SEATTLE —In the 2008 movie “Sex in the City,” there’s a scene in which the character Carrie Bradshaw laughs her way out of a deep emotional slump when, during a trip to Mexico, her friend Charlotte has an accident after drinking some of the local tap water. But as anyone who has had it can attest, a bout with traveler’s diarrhea is anything but funny.
Traveler’s diarrhea results from a wide variety of bacteria, viruses and protozoa, and affects anywhere between 30% and 70% of visitors to other countries. Hot spots for the trots include most countries in Asia, the Middle East, Africa and Latin America.
Over-the-counter medications that relieve some symptoms are a must-have for any international traveler, and are universally available at retail pharmacies. But at least one chain has sought to make a business out of catering to international travelers. Bartell Drugs, a Seattle-based chain with stores throughout Washington’s Puget Sound region, started operating travel clinics eight years ago, and since has expanded the clinics to 10 stores.
“Basically, people would not find enough travel providers,” Bartell’s pharmacist Sharon Woodward told Drug Store News. Woodward, who works at the chain’s store in Issaquah, Wash., was a co-founder of Bartell’s first travel clinic, with fellow Bartell pharmacist Jolene Kalmbach, and is a member of the International Society of Travel Medicine. “There seemed to be a real need for providers of travel medicine.”
More than 15 million Americans flew out of the country between January and May, according to the Department of Commerce, with trips to Africa, the Middle East and Asia posting respective increases of 15.6%, 31.1% and 9.2% compared with the same period last year. Many of those traveling abroad will try to get vaccinations and prescriptions from their general practice physicians or go to commercial travel clinics, but Woodward and Kalmbach saw that existing services weren’t enough, with the physicians often lacking expertise in travel medicine and the clinics frequently overbooked.
That led the two to become experts on travel medicine, reading up on vaccines, medicines and the needs of travelers going to different areas so that they could help fill demand. “We’re not trying to push out any physicians,” Woodward said. “We’re trying to supplement travel clinics that already exist.”
Woodward and Kalmbach benefited from two circumstances. First, Bartell gives its pharmacists great leeway in deciding what services they want to provide, not requiring them to provide vaccinations if they don’t want to and allowing them to provide such things as travel clinics, Woodward said. Second, Washington state has been a pioneer in pharmacy services, particularly in giving pharmacists limited power to prescribe medicines. “We started a lot of things, so even though we’re way up here in the corner, we’ve done a lot,” Woodward said.

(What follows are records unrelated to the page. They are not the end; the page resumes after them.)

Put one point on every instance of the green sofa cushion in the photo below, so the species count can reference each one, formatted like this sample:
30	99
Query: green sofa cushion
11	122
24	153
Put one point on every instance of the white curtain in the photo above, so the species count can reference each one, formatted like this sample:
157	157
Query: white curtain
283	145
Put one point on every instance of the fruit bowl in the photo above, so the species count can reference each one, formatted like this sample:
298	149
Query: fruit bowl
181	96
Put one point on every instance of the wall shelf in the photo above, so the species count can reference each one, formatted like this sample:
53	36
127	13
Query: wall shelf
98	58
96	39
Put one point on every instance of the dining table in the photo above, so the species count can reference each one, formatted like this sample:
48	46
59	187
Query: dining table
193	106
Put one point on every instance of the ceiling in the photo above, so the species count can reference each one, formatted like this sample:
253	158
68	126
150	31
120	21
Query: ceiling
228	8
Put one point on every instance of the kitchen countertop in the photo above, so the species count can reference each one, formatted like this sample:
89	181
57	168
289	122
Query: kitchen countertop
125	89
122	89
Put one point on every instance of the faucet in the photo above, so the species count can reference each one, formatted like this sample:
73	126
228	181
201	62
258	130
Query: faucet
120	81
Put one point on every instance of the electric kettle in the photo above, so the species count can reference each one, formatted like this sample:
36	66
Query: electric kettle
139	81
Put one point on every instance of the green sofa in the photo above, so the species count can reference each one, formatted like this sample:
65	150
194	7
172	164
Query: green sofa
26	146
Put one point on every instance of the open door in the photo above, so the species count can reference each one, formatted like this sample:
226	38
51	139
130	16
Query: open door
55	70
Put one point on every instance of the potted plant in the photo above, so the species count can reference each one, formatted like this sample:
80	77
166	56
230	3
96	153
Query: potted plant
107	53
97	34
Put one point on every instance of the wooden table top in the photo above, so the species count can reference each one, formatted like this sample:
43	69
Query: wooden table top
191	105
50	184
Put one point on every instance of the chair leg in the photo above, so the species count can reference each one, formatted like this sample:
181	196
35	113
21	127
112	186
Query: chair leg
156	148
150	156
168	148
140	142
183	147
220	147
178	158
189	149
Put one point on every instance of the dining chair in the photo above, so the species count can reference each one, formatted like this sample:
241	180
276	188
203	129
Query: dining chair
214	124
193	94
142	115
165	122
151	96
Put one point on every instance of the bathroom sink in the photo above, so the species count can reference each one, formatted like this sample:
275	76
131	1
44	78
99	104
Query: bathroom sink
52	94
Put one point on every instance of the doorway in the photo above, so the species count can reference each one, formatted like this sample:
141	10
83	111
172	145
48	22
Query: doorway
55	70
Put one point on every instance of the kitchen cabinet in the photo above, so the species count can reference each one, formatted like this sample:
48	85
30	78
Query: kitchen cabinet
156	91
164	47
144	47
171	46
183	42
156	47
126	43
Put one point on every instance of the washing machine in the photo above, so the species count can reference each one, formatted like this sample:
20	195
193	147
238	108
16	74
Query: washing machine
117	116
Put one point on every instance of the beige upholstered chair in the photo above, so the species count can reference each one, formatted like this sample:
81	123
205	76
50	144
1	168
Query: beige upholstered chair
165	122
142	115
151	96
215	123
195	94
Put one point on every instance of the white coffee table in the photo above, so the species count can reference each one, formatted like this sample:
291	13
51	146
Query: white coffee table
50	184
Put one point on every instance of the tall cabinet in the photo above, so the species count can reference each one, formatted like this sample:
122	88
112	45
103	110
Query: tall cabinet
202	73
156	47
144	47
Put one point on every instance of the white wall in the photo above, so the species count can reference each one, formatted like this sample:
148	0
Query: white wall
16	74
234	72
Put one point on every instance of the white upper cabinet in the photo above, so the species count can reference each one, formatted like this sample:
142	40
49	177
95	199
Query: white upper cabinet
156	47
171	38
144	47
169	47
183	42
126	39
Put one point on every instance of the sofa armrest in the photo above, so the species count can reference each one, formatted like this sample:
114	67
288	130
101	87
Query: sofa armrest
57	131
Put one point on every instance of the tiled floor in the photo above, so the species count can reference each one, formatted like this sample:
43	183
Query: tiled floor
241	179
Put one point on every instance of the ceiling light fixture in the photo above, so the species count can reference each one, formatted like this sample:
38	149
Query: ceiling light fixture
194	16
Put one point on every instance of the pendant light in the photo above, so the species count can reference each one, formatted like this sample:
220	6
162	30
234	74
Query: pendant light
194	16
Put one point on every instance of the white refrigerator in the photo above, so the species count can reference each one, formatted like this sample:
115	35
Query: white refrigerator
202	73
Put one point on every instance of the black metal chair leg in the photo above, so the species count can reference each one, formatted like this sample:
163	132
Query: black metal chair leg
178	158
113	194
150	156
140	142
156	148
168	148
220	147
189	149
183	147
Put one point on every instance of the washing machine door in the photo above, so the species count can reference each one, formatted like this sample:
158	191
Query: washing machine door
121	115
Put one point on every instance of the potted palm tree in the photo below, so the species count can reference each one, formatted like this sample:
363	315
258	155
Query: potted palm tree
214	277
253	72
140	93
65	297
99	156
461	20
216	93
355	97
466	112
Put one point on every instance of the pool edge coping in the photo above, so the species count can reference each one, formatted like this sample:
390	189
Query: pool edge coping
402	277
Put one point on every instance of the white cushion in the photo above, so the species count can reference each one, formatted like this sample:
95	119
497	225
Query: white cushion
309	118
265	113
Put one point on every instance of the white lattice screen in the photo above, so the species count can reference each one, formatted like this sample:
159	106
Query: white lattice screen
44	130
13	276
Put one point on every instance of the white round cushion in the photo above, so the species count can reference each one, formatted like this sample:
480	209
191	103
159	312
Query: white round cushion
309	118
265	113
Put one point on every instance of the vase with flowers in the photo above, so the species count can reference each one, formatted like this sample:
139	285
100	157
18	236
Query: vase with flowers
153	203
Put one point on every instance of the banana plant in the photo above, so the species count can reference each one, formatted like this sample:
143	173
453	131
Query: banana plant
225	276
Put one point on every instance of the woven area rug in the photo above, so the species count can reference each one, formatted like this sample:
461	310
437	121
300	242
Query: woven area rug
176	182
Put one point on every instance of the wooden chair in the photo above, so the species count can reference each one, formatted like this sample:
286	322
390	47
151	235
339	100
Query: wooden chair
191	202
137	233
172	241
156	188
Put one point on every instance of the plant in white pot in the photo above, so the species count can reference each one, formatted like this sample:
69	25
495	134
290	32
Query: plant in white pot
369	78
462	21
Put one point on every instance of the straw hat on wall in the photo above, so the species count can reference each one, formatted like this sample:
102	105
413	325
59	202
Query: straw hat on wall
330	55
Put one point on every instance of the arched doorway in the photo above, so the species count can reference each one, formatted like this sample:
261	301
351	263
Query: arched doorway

Washington pharmacists can make protocols known as collaborative practice agreements with physicians, each of which is signed and dated by the pharmacist and the doctor, and is valid for two years, allowing the pharmacist to prescribe the specified medication—such as a malaria prophylaxis or EpiPen—to a patient. The two- to five-page protocols specify when pharmacists can prescribe drugs and vaccines and to whom—barring, for example, children younger than 14 years of age and pregnant women, both of whom the pharmacist would have to refer to a physician.
In the case of Bartell’s travel clinics, customers can pay $50 for a consult in which they fill out a questionnaire and meet with the pharmacist, who reviews their medical history, destinations and drugs they take. Patients then can get immunizations for $10 plus the cost of the vaccine. Including consultations and booster shots, Woodward said she sees six to eight patients every week and will be able to see patients every day once the store has more staff.
Overall, Woodward sees the program as taking a step further from medication therapy management, with the pharmacist acting as a patient’s healthcare provider. “It’s kind of surprising that pharmacists are prescribing all these things, but it’s actually worked pretty well for these last eight years,” she said.